Tomorrow isn’t just Tuesday 9 May. It’s also annual Budget day, when the government announces its plans to spend our taxes.
All eyes will be on property investment, which is current over-capacity for older Australians. Yet experts believe the Budget will offer little relief to those priced out of the property market.
According to ABC business editor, Ian Verrender, for example, “everyone agrees” the Australian property market is a bubble, yet this realisation has come too late. By too late, he means the banks are now excessively reliant on mortgages. So if, for instance, if property prices plummeted as a result of making them more affordable, which can only be done drastically, said Verrender (say, through abolishing negative gearing), once rates eventually rise or we are hit by an external economic blow, many will be unable to service their mortgages.
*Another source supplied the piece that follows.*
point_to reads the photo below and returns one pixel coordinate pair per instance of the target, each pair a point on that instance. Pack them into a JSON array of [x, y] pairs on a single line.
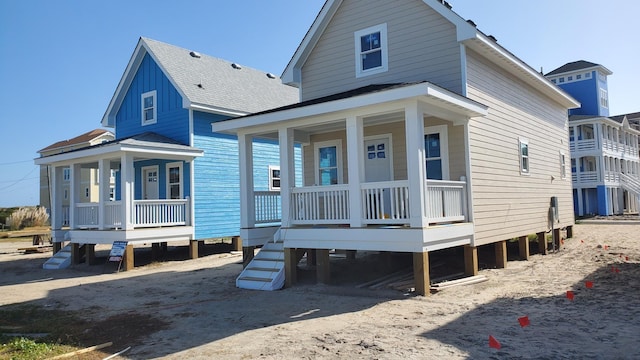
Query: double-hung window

The banks, which derive a large chunk of their funds through mortgages, and are lynchpins of Australia’s economy, would fail. The public, banks’ investors, would suffer, and the country would fall into a deep recession.
This is perhaps better explained via illustration. Although the below diagram depicts the subprime mortgage crisis in the US in 2008, which had different causal factors, the effects of an Australian property bust would be similar.
So all this means is, if you’re a prospective first home-buyer, don’t expect a grant or an allowance to use super funds for property purchases anytime soon, or perhaps ever.